Finding class number of quadratic number field using Minkowski bound

algebraic-number-theorydedekind-domainfield-theoryideal-class-groupmaximal-and-prime-ideals

My understanding of this is as follows:

In the general case, one has a quadratic number field $F$, which is always of the form $\mathbb{Q}(\sqrt{d})$ for some square-free integer $d$.

Minkowski Bound Theorem states that every equivalence class in the ideal class group $C_F$ of an algebraic number field $F$ of degree $n$ over $\mathbb{Q}$, with $r_2$ complex embeddings, contains a non-zero ideal $I$ with norm $$N(I)\leq (\frac{4}{\pi})^{r_2}\frac{n!}{n^n}\sqrt{|d_F|}$$ where $d_F$ is the discriminant of $F$.

So once the Minkowski bound (RHS of inequality) is established, bearing in mind that $N(I)$ must be positive integer also, I have read that it is only necessary to factorise the principal ideals $(p)=pO_F$ into a product of prime/maximal ideals for $p\leq$ the Minkowski bound. Why is this? And is it the case that since $O_F$ is a Dedekind ring, that these ideal divisors of $(p)$ are prime iff maximal?

I am a bit confused about how to proceed from here in the case where the Minkowski bound is $\geq 2$ and primes have to be checked.

So one can determine whether $p$ splits in $F$, ramifies in $F$ or remains prime, for each prime $p$. How is this information used to compute the ideal class group $C_F$ and corresponding class number?

An illustrative example would be greatly appreciated.

Best Answer

Hopefully this will still be useful to you, or to someone in the future with a similar problem.

You have a number field $F$ and you want to find its ideal class group $C_F$. By Minkowski Bound Theorem every ideal class is represented by an ideal $I$ of norm $N(I) \leq c$ where $c$ is the Minkowski constant. So in order to find the elements of the class group, we need to find ideals of small norm in $O_F$.

There is a very important fact about ideals in rings of integers: $N(I) \in I$, so $I \mid (N(I))$. Now $N(I)$ is a natural number and can be factorised in the product of rational primes. So if we can factorise into primes all ideals $(p)$ with $p \leq c$, we will be able to find all ideals of small norm as their factors.

(Indeed prime and maximal ideals in Dedekind domains coincide.)


This is perhaps best illustrated by an example.
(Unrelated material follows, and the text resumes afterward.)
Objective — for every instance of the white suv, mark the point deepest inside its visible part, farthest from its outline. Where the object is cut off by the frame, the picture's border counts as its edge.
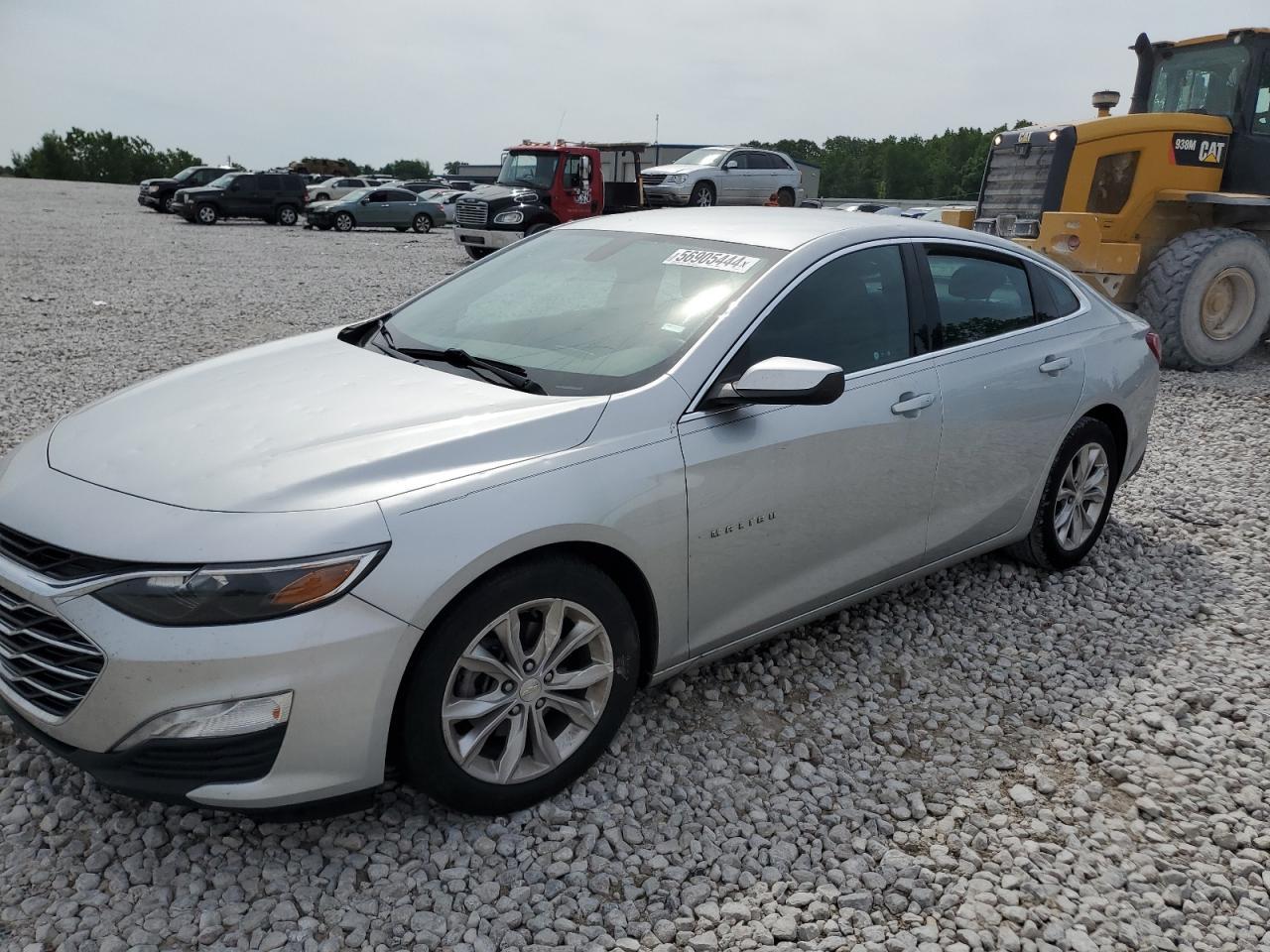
(724, 176)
Let $F=\mathbb{Q}(\sqrt{26})$. Then $O_F= \mathbb{Z}[\sqrt{26}]$, $n=2$, $r_2=0$ and $d_F=4\cdot 26 = 104$. The Minkowski bound is $c=\sqrt{26}<6$, so we need to find all prime ideals of norms $\leq 5$.
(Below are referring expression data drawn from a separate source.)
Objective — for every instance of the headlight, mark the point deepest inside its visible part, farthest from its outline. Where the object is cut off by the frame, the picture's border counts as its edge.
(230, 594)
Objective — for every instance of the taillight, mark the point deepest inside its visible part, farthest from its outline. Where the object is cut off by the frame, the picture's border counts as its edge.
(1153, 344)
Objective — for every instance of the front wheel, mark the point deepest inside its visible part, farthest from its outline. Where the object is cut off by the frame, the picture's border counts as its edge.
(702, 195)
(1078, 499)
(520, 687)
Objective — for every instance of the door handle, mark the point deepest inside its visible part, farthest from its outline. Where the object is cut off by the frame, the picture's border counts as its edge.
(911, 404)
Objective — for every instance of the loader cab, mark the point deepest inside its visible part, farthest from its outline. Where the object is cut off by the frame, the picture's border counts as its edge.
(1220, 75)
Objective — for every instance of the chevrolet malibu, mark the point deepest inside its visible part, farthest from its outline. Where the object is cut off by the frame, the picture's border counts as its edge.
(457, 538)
By Dedekind's Theorem for primes $2,3$ and $5$, we see that they factorise as

$(2) = (2, \sqrt{26})^2 =: P_2^2$ is a product of two prime ideals of norm $2$.

$(3)$ remains prime, so it has norm $9$, which is too large for our interest (ie the Minkowski Bound tells us that the same class is also represented by some ideal of smaller norm).
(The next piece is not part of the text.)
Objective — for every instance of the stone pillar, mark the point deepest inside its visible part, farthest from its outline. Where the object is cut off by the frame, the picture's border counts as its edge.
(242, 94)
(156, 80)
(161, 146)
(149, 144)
$(5)= (5, 1+\sqrt{26})(5, -1+\sqrt{26}) =: P_5 \cdot P_5'$ is a product of two distinct prime ideals of norm $5$.

Therefore, all ideals of norm $\leq 5$ in $O_F$ are $P_2, P_5$ and $P_5'$ and the ideal class group is generated by their classes $[P_2]$, $[P_5]$ and $[P_5']$. We have some relations between these already: $[P_5]$ and $[P_5']$ are inverses (because their product is a principal ideal) and $[P_2]$ has order $2$. Then we also observe that $(6-\sqrt{26})=P_2 \cdot P_5$ and so $[P_2] \cdot [P_5] = 1$ too and so $[P_2]=[P_5]=[P_5']$. After checking that the ideal $P_2$ is not principal, this means that the ideal class group has order $2$.


I hope this example was helpful and I'm happy to answer any further questions you may have.